L'attribution la semaine dernière de la Légion d'honneur, la plus haute distinction française, au prince héritier d'Arabie Saoudite a plongé l'exécutif français dans l'embarras, la publication de courriels diplomatiques par un magazine donnant l'impression que Paris s'est plié sans hésiter à une demande de Ryad.
Interrogées après la diffusion par le mensuel féminin Causette de ces échanges entre diplomates français, les autorités françaises n'ont ni démenti ni confirmé leur teneur, se refusant à tout commentaire.
La France entretient des relations très suivies avec l'Arabie saoudite, qu'elle présente comme un allié important en Syrie dans la lutte contre le groupe Etat islamique (EI), et avec laquelle elle a conclu d'importants contrats d'armement.

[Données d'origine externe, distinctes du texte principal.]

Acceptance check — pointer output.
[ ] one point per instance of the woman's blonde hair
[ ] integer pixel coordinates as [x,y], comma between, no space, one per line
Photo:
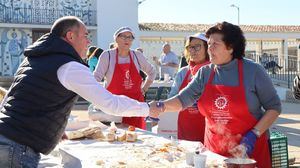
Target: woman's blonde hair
[187,53]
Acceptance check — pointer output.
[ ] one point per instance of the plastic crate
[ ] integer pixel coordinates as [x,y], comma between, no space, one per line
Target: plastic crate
[151,94]
[279,150]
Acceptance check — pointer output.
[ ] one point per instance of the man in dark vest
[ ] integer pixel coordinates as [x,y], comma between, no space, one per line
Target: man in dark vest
[35,110]
[296,87]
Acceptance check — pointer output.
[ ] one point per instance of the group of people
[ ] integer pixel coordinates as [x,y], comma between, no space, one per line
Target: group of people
[224,99]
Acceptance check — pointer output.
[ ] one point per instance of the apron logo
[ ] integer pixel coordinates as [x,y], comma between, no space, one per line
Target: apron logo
[127,74]
[221,102]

Officiellement, les responsables français assurent parler de la question des droits de l'Homme avec leurs interlocuteurs saoudiens à chaque occasion mais la realpolitik à la française apparaît sous une lumière très crue avec l'affaire de la Légion d'honneur.
Il ressort des écrits reproduits par le magazine Causette que c'est à la demande de l'Arabie saoudite que la distinction a été remise le 4 mars en catimini au prince Mohammed ben Nayef, ce dernier souhaitant "renforcer sa stature internationale".
Le prince héritier est aussi le ministre de l'Intérieur de son pays, où, en 2015, 153 personnes ont été exécutées, selon un comptage de l'AFP reposant sur des chiffres officiels saoudiens. Un niveau inégalé en 20 ans en Arabie saoudite, royaume ultra-conservateur régi par une interprétation rigoriste de la loi islamique.
"Je sais que certains s'interrogent sur l'opportunité de décorer maintenant le prince héritier (...) Certes, le royaume n'a pas bonne presse", écrit l'ambassadeur de France à Ryad dans un email envoyé à des conseillers à l'Elysée et au Quai d'Orsay et mentionné par le magazine Causette.
"Aucune raison de ne pas le faire : il faut que ce soit discret vis-à-vis des médias mais sans dissimulation", lui est-il répondu dans un courriel attribué au directeur Afrique du Nord/Moyen-Orient du Quai d'Orsay.
"Si nous ne le faisons pas, ce sera vu comme un camouflet, et, si on nous interroge, on répondra lutte contre Daech (acronyme arabe de l'EI, ndlr) et partenariat économique et stratégique. Rajoutons, pour faire bonne mesure, des éléments droits de l'Homme dans les éléments de langage bien sûr", poursuit-il.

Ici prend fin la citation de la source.